Anton arranged for Barry to meet with his local Research Adviser, Alice Mamier, who helped Barry to identify the key decisions he would need to make to develop his launch strategy, and the people he’d need to meet to find the relevant information. "It was straight forward" explained Barry, "we very quickly realised that we’d need to gain a good understanding of the structure of the market, both within big cities and more rural areas, to work out our best route-to-market and the sort of partner we’d need.It was also apparent that we’d need to make sure our offering was relevant to the Japanese and work out whether we’d need to change the machines in any way." Alice helped Barry to put together a list of the type of people he’d need to meet with in Japan.

Planned itinerary

In December 2010, Barry travelled to Japan with an itinerary of meetings, both within the Tokyo area and outside, including: four different box manufacturers, three potential agents and Industry Experts at the British Embassy in Tokyo. Over the course of the week spent in Japan, Barry was able to interview these key people and to immerse himself in their culture to gain a good understanding of the market he wanted to enter.

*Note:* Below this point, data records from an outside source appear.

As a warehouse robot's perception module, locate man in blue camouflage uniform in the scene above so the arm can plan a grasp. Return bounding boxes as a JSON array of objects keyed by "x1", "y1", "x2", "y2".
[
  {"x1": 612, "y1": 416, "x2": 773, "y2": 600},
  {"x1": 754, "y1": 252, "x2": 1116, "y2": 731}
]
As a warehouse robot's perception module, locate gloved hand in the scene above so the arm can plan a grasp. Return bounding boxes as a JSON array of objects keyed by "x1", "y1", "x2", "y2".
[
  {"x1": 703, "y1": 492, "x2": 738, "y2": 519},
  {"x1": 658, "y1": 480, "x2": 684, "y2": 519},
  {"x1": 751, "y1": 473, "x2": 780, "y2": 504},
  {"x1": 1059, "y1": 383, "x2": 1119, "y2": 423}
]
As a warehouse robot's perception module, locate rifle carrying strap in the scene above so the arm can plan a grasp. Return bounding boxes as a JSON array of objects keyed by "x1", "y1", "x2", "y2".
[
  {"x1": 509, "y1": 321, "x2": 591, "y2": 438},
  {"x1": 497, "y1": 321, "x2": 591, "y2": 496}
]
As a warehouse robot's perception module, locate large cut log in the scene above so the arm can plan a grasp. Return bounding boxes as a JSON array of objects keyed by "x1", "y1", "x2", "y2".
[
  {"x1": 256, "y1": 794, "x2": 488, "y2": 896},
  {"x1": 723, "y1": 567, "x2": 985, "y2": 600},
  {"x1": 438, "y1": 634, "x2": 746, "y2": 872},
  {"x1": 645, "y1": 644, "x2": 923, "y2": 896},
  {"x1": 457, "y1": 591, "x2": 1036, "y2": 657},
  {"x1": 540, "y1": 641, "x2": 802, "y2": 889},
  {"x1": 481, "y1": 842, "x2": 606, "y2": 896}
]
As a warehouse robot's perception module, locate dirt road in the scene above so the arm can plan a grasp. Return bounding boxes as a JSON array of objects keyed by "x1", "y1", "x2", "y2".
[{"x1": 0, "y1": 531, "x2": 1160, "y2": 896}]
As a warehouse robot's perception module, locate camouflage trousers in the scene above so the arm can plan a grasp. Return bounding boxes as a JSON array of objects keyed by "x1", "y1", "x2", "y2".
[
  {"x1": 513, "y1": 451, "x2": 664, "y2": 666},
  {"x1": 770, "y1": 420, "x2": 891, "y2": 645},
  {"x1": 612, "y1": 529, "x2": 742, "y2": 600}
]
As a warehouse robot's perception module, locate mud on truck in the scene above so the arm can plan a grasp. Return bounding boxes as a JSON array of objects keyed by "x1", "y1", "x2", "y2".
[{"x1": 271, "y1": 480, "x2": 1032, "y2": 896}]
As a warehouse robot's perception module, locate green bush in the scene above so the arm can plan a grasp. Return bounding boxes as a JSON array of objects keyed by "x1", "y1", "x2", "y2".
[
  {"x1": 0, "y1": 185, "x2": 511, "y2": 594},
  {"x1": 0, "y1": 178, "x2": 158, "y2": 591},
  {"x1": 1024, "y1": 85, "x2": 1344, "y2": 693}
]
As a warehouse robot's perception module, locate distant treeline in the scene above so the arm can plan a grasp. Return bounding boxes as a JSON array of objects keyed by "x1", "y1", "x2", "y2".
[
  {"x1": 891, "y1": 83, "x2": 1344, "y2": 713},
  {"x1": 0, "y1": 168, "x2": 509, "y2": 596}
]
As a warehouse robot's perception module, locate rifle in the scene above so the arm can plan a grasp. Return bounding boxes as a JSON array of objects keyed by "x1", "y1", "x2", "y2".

"The whole research trip was so useful. Japan is such a unique culture that you really have to go there to understand why the people act the way they do," said Barry. "For example, the man serving drinks in the train gave a bow each time he entered or left the carriage; the level of service and respect for others was a real eye-opener!"

Understanding the high levels of after-sales service expected in Japan helped Barry to choose an appropriate representative in the market, "We realised that we needed someone locally, who understood the attention to detail required, and could give the appropriate level of service, so we took the decision to appoint a Japanese distributor, rather than just an agent. Barry subsequently appointed a distributor with a young, dynamic team, "They have amazing energy and a real ‘go-go’ attitude!" The new distributor is also helping BCS-Autobox to create a Japanese website and communications plan.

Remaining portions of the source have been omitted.